The fix was to downgrade from kernel 4.15.0-34-generic to 4.2.0-34-generic.
Although the fix was not perfect, since that fix it happened again once. (but once in 130 days is not as bad)

Attached logs: kernel.log with some stracktrace, but they are more or less the same as previously posted.. (the logs were OCR'ed from some screenshots. so beware of some characters. like the 0 which sometimes turns into a 6)

Damir Chanyshev (trinar) on 2019-06-25
affects: ubuntu → linux (Ubuntu)
Connor Kuehl (connork) on 2019-07-10
Changed in linux (Ubuntu Bionic):
status: New → In Progress
importance: Undecided → Medium
assignee: nobody → Connor Kuehl (connork)
Connor Kuehl (connork) wrote :

Hi everyone,

I was just curious if anyone's had a chance to test out Kai-Heng's test kernel from comment #8?

Damir Chanyshev (trinar) wrote :

Kernel from https://bugs.launchpad.net/ubuntu/+source/linux/+bug/1767992/comments/8 solved my issues.

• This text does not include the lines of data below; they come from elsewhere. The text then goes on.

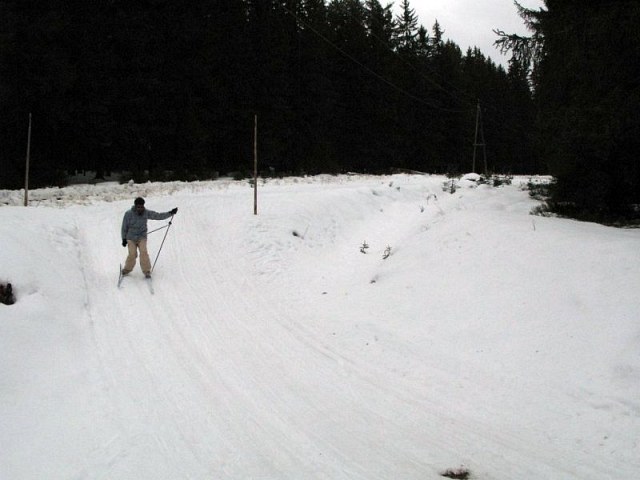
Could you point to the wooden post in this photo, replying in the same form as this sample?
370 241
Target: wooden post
255 164
475 139
26 173
476 144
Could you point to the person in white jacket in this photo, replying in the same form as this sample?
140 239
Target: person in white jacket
134 235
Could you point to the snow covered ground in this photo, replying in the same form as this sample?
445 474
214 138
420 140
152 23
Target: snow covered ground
488 339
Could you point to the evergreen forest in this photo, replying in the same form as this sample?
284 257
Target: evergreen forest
171 90
168 89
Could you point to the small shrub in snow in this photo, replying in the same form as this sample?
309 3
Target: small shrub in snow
459 473
6 294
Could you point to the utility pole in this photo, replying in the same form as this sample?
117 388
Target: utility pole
475 141
255 164
26 173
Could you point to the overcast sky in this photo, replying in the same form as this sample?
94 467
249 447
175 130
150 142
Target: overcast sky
471 23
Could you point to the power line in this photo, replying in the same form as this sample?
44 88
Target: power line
369 70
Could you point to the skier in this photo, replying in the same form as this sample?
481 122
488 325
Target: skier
134 235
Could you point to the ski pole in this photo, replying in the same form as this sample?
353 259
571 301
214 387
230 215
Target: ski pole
163 239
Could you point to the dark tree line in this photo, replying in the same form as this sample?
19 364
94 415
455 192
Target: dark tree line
585 69
157 86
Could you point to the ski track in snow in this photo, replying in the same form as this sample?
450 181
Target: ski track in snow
272 348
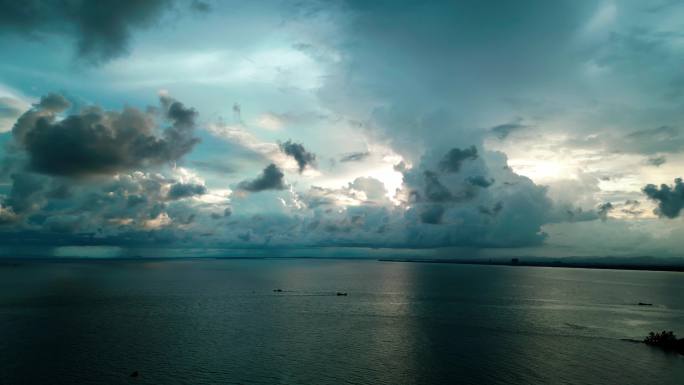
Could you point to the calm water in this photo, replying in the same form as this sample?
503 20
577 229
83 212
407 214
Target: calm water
219 321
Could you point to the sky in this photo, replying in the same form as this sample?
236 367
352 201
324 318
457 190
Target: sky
361 128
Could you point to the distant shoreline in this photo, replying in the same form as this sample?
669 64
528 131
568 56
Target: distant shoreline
537 263
513 262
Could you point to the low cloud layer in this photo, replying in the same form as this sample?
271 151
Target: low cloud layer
98 142
670 199
271 178
303 157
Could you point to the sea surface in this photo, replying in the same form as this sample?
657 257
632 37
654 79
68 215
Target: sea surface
219 321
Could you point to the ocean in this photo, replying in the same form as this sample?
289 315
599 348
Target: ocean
223 321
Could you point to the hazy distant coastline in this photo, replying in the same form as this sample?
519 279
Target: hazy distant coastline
567 263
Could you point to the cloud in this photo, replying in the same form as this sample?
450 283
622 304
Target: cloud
432 214
10 110
186 190
99 142
299 153
502 131
453 160
102 29
480 181
604 209
354 156
656 161
670 199
271 178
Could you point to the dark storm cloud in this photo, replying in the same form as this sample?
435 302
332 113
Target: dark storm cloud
435 191
480 181
670 198
97 142
186 190
270 179
432 214
453 160
354 156
491 211
299 153
102 29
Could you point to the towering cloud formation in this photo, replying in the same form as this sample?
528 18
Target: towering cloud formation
455 157
299 153
270 179
95 142
670 198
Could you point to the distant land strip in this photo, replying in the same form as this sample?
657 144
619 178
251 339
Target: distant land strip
539 263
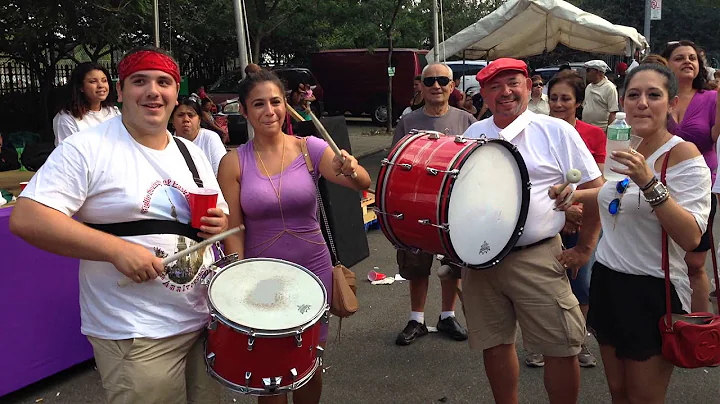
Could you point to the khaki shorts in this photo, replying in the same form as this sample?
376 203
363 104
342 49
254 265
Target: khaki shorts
529 287
417 265
155 371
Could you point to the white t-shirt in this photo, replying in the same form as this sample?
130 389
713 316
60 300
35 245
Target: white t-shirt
600 100
64 124
631 241
209 142
550 147
102 175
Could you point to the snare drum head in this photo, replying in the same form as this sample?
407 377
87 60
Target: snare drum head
485 205
267 294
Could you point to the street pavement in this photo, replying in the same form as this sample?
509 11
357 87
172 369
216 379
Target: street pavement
365 365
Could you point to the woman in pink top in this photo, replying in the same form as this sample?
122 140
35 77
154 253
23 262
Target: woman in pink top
271 192
695 120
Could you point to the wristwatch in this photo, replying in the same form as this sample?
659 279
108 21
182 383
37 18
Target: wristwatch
656 193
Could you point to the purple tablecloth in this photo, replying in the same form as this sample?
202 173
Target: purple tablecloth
39 312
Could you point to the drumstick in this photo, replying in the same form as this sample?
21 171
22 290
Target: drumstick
188 251
328 139
294 114
573 176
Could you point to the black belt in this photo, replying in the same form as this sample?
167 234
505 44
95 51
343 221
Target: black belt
535 244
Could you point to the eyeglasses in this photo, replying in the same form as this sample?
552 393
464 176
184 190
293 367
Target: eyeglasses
442 80
621 187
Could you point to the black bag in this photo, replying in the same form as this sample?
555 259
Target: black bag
8 159
34 155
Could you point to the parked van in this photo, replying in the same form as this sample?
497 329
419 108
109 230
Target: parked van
356 80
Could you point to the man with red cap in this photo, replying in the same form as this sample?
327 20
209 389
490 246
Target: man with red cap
530 286
127 183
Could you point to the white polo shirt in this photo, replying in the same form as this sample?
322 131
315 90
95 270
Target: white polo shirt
550 147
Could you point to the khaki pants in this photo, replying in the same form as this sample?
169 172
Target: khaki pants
529 287
155 371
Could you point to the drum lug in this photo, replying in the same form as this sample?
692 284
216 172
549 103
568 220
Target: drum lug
213 323
405 166
434 171
426 222
395 215
272 383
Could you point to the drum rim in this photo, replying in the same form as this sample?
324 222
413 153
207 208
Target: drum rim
254 391
524 208
384 174
285 332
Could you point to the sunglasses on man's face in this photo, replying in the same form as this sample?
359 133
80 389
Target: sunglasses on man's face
442 80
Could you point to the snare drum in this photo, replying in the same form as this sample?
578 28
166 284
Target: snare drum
264 334
466 199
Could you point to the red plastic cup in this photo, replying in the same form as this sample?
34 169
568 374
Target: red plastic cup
375 276
201 200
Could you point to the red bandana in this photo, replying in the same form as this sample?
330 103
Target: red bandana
148 60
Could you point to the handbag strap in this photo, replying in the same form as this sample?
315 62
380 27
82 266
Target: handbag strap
321 206
665 255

For reproduce on 4.15.0-50-generic
Make new raid-10, add some io fio/dd, unpack anaconda archives(lol), after minute or two deadlocked

[Mon Jul 15 19:31:11 2019] Workqueue: md md_submit_flush_data
[Mon Jul 15 19:31:11 2019] Call Trace:
[Mon Jul 15 19:31:11 2019] __schedule+0x291/0x8a0
[Mon Jul 15 19:31:11 2019] ? __switch_to_asm+0x34/0x70
[Mon Jul 15 19:31:11 2019] ? __switch_to_asm+0x40/0x70
[Mon Jul 15 19:31:11 2019] schedule+0x2c/0x80
[Mon Jul 15 19:31:11 2019] wait_barrier+0x146/0x1a0 [raid10]
[Mon Jul 15 19:31:11 2019] ? wait_woken+0x80/0x80
[Mon Jul 15 19:31:11 2019] raid10_write_request+0x77/0x950 [raid10]
[Mon Jul 15 19:31:11 2019] ? r10bio_pool_alloc+0x24/0x30 [raid10]
[Mon Jul 15 19:31:11 2019] ? mempool_alloc+0x71/0x190
[Mon Jul 15 19:31:11 2019] ? md_write_start+0xf4/0x210
[Mon Jul 15 19:31:11 2019] ? default_wake_function+0x12/0x20
[Mon Jul 15 19:31:11 2019] ? autoremove_wake_function+0x12/0x40
[Mon Jul 15 19:31:11 2019] raid10_make_request+0xcc/0x140 [raid10]
[Mon Jul 15 19:31:11 2019] md_handle_request+0x126/0x1a0
[Mon Jul 15 19:31:11 2019] md_submit_flush_data+0x54/0x70
[Mon Jul 15 19:31:11 2019] process_one_work+0x1de/0x410
[Mon Jul 15 19:31:11 2019] worker_thread+0x32/0x410
[Mon Jul 15 19:31:11 2019] kthread+0x121/0x140
[Mon Jul 15 19:31:11 2019] ? process_one_work+0x410/0x410
[Mon Jul 15 19:31:11 2019] ? kthread_create_worker_on_cpu+0x70/0x70
[Mon Jul 15 19:31:11 2019] ret_from_fork+0x35/0x40

Connor Kuehl (connork) wrote :

Thank you for testing that and providing a test case, Damir!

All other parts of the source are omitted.